New Delhi, Feb. 1: The foreign ministry has made it clear that Bangladesh will have to take urgent steps to deal with illegal immigration into India if relations between the neighbours are to improve.
The ministry’s argument is simple: Dhaka has to realise that after the December 13 attack on Parliament, there has been a “fundamental change” in Delhi’s security perception.
As the standoff over the “push back” of illegal immigrants continued, both sides stated their position through aide memoires officially to each other. Delhi summoned Bangladeshi deputy high commissioner Shahadat Hussein here yesterday to express its concern.
Bangladesh did likewise, summoning Indian deputy high commissioner Dilip Sinha to protest against India’s attempt to “push back” people across the border.
Though indications suggest that the two sides are looking to politically resolve the crisis with a possible visit by Bangladeshi foreign minister Manzur Morshed Khan to Delhi soon, South Block is firm that no breakthrough can be expected till Dhaka takes note of its neighbour’s concerns.
Tension along the Indo-Bangla border has been simmering for more than a year.
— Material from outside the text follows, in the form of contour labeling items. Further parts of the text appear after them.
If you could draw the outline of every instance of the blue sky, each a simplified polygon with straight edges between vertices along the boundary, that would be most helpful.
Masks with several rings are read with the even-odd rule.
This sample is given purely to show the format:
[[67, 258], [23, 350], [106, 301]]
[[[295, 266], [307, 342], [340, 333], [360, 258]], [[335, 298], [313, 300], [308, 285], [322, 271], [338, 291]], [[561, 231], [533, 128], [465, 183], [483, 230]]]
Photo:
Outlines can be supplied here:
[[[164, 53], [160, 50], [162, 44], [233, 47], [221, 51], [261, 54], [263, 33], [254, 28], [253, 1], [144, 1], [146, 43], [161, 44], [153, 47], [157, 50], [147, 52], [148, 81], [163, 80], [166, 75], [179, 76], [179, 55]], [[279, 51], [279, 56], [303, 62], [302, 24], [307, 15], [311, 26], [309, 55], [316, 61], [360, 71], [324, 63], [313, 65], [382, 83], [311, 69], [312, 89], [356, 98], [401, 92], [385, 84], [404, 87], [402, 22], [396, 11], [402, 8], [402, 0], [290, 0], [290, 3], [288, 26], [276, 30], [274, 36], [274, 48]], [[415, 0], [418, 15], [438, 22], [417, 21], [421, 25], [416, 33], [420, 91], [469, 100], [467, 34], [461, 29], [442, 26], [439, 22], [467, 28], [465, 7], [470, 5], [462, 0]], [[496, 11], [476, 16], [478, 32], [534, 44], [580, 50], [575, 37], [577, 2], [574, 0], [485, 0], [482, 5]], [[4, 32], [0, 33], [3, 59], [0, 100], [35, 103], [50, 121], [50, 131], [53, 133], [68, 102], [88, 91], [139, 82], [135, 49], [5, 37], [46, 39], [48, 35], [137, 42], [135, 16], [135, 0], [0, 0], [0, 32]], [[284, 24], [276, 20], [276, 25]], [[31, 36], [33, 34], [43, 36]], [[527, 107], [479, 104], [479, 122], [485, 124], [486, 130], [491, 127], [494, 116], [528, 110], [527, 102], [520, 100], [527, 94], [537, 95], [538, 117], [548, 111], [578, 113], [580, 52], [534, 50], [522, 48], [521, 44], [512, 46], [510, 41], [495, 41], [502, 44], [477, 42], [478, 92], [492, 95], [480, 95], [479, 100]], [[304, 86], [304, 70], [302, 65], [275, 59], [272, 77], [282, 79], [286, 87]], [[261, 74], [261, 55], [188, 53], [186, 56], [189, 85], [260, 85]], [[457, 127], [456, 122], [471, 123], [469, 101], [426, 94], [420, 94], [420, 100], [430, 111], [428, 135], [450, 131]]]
Regular reports have been appearing in the Bangladeshi media about alleged firing by the Border Security Force and death of “innocent” people within Bangladesh.
The Khaleda Zia government, after coming to power, also made it clear that it was in no mood to “give in to Indian pressure” and accept those Delhi claims to be “illegal Bangladeshi immigrants”.
Foreign minister Yashwant Sinha visited Dhaka last August to try and resolve the issue amicably at a political level. The Khaleda regime had assured him then that Bangladesh would not allow its soil to be used against any anti-Indian activity. But in subsequent months, there was nothing to suggest that serious steps were being taken by Dhaka to address Delhi’s concerns.
The public allegations by deputy Prime Minister L.K. Advani, followed within weeks by the foreign minister that Bangladesh has become the epicentre of terrorist activities, strained relations further.
But Indian officials are at a loss to explain what the Bangladesh government gains from taking such an “obdurate stand” on illegal immigrants. A section in South Block feels that Khaleda is trying to take advantage of feelings in certain quarters in India, especially after Gujarat, that the “push back” was yet another instance of the anti-Muslim policy of the ruling BJP.
South Block mandarins have dismissed as “rubbish” Bangladesh’s allegation that those who were being pushed back were Indian Muslims. “If that was so, how come none of the Muslim organisations in the country nor the vibrant media in India raised any such doubts'” a senior official asked.